4 Temmuz günü Britanya seçmenleri sandığa gitti ve ülkeyi bir sorunlar yumağı ortasına sürükleyen uzun Muhafazakar Parti iktidarına son verdiler. Kamuoyu yoklamalarından da yansıyan bir sonuçtu bu, ancak İşçi partisinin bu denli oy alacağı, Muhafazakarları, tabiri yerinde ise, sandığa gömeceği beklenmiyordu.

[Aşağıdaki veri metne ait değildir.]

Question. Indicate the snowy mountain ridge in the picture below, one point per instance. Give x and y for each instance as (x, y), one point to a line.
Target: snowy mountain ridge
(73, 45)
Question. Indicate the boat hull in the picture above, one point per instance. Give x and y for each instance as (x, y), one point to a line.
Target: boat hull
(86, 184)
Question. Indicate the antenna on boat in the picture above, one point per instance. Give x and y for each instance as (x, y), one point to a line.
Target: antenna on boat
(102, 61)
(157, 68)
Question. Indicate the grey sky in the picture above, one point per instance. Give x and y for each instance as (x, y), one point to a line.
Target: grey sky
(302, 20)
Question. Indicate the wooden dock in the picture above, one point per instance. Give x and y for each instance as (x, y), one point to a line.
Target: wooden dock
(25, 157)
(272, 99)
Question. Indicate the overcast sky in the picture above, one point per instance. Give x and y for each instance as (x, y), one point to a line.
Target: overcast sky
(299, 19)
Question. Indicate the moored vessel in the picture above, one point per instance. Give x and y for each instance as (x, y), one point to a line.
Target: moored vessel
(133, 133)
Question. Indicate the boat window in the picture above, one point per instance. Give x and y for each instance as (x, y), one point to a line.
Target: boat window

7 Temmuz günü Fransızlar Parlamento yenileme seçimlerinin ikinci turu için sandık başındaydılar. İlk turdan Marine Le Pen’in aşırı sağcı RN bloğu birinci olarak çıkmış ve bu ülkede bir dalgalanma yaratmıştı. Seçimden hemen önce, “siyasi yelpazenin değişik kanatlarından gelen, demokrasiye ve hukuk devletinin değerlerine bağlı” bin tarihçinin yayınladığı açık mektup, Cumhuriyetin tehdit altında olduğunu ifade etmişti… ”II. Dünya Savaşı’ndan bu yana Fransa ilk kez aşırı sağın iktidar kapısını bu denli zorladığına tanık oluyor. Karşı karşıya olduğumuz korkutucu tabloya sessiz kalmamız mümkün değil…”
Britanya’da İşçi Partisi Lideri Keir Starmer neredeyse Tony Blair’in 1997 yılındaki başarısını tekrarladı ve partisini 410 sandalye ile Avam Kamarasına soktu. 2019’da Boris Johnson’ın çoğunluğu kazanması ile ipi göğüsleyen Muhafazakar Parti nasıl oldu da beş yılda bu denli irtifa kaybetti?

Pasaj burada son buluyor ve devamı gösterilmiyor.